I tell you I’m going to talk to your husband and I’ll be back in just a minute. “Hey honey, I was just in the room with her, I told her you’d be on the phone! How are you holding up?’ He tells me how he hasn’t slept in your bed since you came in. The dog won’t eat much, not even those treats you made sure he remembered. He tells me even though his isolation period is over, he still can’t bring himself to leave the house without you, because he has to come home without you and it’s too hard. He said he hates himself for not forcing you to get vaccinated when he did, and I try to console him, convince him you were capable of making your own decision- but I know he will harbor guilt over your decision for as long as he lives without you. He asks me when he can see you, but unfortunately you still have at least a week left before you can have any visitors, barring any worsening symptoms or fevers. He asks if there have been any improvements at all. I tell him about the worsening chest x ray and how we had to turn your paralytic back on because allowing you to breathe on your own at all is literally killing you. I tell him your kidney function has worsened more today, and the next step is continuous dialysis. I tell him about the blood clots we found this morning and how you were started on a blood thinner, but we had to hold it because you are bleeding excessively and you need a transfusion.

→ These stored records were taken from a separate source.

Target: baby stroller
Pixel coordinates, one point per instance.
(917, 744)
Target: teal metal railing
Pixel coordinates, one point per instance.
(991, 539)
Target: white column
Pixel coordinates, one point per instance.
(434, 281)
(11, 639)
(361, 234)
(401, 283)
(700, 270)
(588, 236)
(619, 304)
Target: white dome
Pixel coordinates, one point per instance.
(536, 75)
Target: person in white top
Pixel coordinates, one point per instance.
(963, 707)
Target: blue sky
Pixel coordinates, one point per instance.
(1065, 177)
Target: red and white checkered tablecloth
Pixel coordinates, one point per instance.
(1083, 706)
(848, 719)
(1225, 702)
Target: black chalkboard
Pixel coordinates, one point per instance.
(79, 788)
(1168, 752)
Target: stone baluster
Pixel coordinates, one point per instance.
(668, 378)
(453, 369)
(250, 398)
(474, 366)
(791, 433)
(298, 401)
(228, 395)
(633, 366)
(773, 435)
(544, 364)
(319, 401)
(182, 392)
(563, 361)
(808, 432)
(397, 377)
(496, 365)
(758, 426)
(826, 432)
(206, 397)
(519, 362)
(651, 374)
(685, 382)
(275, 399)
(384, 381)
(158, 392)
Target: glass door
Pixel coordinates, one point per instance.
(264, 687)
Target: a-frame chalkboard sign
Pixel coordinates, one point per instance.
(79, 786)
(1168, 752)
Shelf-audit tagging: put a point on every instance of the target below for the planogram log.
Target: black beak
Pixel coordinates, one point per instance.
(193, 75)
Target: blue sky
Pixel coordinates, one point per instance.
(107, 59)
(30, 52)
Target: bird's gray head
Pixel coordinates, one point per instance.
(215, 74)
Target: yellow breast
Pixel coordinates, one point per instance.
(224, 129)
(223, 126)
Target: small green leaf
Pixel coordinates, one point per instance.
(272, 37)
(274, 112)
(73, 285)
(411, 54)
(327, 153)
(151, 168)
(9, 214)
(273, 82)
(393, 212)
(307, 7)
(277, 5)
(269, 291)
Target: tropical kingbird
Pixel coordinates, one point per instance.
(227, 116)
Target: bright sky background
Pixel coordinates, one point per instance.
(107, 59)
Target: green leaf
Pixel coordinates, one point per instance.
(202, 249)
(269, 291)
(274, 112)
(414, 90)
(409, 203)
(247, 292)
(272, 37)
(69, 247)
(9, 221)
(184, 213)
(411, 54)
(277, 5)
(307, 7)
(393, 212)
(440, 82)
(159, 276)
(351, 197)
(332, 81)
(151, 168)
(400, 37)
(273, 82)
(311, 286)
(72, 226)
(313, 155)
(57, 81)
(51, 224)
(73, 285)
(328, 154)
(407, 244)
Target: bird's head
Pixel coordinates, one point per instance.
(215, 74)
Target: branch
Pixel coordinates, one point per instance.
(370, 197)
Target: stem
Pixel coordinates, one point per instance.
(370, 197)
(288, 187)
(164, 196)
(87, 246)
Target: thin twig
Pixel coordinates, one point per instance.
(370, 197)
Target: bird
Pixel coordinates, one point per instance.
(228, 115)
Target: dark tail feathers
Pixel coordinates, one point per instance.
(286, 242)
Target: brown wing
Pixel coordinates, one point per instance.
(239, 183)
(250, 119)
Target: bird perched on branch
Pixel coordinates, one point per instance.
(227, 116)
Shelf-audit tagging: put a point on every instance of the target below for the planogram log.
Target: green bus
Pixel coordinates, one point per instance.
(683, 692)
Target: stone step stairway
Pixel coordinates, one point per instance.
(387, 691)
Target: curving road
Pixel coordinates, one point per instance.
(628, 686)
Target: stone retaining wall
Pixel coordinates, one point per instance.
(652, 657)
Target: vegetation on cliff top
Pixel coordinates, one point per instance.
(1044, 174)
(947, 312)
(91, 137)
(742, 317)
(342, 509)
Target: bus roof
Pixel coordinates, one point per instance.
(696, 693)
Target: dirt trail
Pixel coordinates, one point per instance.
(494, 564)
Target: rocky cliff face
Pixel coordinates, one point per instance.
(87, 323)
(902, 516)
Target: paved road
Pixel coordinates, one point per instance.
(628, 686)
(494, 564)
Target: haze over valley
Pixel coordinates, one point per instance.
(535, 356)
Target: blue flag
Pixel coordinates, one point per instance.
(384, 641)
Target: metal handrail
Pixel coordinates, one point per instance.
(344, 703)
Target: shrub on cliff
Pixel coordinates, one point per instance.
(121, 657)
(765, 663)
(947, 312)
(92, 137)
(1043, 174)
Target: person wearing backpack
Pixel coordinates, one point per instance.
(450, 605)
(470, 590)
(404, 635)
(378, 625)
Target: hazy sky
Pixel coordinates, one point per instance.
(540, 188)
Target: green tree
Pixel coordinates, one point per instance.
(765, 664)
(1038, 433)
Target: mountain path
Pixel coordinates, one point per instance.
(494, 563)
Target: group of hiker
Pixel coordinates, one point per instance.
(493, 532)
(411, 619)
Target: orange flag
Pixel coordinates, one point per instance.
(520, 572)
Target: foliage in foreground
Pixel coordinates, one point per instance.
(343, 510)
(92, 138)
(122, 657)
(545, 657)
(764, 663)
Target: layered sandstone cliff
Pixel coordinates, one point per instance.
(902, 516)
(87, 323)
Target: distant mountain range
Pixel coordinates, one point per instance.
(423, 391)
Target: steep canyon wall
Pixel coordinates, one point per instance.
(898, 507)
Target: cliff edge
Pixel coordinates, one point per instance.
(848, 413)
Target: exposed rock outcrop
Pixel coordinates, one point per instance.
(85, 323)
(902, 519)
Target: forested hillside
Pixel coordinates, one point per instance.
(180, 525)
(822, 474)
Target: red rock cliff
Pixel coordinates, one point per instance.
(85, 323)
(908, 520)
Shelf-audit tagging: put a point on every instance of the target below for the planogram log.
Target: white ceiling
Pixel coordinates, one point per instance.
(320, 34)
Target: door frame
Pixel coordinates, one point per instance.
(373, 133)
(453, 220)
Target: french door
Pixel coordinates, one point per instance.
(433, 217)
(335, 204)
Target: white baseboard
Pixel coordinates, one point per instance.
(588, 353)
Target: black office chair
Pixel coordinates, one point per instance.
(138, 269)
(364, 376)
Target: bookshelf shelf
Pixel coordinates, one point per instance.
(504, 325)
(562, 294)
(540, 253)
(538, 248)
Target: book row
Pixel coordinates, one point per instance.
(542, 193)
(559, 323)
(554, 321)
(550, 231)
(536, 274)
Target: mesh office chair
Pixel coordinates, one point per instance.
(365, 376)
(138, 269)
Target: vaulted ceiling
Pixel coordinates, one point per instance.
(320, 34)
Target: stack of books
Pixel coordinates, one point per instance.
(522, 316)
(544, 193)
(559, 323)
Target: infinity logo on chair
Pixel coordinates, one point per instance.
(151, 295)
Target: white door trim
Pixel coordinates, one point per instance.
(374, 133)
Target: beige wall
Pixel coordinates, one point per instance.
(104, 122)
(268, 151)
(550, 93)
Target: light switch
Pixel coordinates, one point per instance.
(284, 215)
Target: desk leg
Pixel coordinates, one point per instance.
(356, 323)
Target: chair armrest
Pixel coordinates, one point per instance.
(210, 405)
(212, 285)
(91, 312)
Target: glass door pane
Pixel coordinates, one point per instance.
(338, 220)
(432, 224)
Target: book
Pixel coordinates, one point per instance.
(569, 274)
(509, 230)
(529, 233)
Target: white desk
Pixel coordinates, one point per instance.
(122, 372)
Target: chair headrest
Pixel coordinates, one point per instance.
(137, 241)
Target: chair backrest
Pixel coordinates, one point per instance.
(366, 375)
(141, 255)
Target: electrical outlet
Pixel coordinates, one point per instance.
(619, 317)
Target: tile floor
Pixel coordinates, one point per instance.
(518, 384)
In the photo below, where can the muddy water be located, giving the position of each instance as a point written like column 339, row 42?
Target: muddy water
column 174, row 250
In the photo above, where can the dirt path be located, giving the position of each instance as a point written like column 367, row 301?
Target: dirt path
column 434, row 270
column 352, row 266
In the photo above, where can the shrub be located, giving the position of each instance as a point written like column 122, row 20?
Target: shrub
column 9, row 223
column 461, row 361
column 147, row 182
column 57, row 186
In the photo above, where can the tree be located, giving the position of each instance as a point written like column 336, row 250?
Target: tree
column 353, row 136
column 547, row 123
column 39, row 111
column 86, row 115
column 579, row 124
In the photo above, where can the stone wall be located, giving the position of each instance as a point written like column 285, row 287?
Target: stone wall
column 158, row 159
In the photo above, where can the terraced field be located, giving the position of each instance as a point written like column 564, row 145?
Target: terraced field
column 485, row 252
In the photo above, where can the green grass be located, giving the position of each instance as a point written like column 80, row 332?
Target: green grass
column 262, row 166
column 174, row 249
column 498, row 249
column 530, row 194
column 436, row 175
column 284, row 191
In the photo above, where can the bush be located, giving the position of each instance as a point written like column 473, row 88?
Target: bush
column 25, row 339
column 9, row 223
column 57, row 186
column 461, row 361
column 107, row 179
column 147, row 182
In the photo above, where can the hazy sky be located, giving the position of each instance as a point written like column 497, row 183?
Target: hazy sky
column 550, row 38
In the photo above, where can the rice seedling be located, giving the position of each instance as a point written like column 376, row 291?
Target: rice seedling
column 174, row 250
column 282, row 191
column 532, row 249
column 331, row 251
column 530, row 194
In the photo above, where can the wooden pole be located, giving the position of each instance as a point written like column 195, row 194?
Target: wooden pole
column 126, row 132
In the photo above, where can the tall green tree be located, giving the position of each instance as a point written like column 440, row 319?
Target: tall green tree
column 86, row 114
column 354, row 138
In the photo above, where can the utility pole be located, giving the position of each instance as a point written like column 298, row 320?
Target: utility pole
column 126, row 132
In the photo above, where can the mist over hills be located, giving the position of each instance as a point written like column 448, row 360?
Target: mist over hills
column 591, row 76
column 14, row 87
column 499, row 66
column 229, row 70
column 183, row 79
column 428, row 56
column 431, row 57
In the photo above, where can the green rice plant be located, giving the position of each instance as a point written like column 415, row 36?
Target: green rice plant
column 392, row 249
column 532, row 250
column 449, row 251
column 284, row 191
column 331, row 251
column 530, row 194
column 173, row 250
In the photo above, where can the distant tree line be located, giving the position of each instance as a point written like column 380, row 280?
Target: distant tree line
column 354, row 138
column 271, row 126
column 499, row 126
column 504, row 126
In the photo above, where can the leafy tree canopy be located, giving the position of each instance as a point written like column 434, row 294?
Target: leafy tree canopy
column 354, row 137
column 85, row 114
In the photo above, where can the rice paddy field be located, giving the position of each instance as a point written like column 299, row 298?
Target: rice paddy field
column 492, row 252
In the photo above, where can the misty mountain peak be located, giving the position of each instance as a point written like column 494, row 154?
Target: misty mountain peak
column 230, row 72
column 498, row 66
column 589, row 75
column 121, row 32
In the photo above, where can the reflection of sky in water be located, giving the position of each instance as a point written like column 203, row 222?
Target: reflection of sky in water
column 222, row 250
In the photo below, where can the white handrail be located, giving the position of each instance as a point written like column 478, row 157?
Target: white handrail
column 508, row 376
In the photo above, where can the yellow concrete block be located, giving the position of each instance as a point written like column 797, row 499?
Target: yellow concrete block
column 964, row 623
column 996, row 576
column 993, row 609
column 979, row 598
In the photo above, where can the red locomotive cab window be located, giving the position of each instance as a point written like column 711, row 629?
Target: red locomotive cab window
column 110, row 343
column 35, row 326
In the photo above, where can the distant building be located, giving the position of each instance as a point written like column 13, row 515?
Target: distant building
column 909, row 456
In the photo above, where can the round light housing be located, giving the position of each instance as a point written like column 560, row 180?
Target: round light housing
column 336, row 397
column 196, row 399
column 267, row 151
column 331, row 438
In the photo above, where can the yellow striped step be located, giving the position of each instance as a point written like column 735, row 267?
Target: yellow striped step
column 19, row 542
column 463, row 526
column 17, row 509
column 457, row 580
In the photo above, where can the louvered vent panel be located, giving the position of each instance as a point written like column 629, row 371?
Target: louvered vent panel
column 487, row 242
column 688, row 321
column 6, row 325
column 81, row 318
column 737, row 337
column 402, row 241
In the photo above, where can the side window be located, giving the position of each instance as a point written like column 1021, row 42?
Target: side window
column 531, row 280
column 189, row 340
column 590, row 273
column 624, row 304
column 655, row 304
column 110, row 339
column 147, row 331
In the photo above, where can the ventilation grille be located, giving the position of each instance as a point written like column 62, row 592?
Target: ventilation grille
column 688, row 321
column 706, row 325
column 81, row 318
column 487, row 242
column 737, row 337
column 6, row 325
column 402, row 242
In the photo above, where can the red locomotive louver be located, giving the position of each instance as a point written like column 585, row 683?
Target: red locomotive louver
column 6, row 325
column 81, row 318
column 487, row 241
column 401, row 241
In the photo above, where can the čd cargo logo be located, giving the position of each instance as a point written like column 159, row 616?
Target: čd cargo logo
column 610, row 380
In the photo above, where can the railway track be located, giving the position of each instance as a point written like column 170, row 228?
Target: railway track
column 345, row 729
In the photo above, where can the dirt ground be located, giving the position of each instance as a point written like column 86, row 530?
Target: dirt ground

He tells me to do whatever I can do to keep you alive, and I wish so badly he could see you because he wouldn’t want you to live this way, I am sure of it. He asks me to tell you he loves you, and I make him promise to take care of himself before ending the call and resuming my role in trying to get you back home to him.
I am sure he received the bereavement card I mailed him by now. I know it does not provide any real consolation for having lost the love of his life, after spending nearly a month apart, him at home worried about you……. You in an icu bed hooked to tubes and wires, on so much sedation it’s unlikely you were aware of much past that FaceTime call you had with him the day we had to intubate you. I hope you heard me all the times I talked to you, telling you he loves you, telling you he and the dog need you to come home to them. I hope you heard me fighting for you to breathe and to live and to stay with me.
I hope the rest of the world can hear me fighting for them, now, to get vaccinated, to not wind up being another bereavement card sent, another battle lost.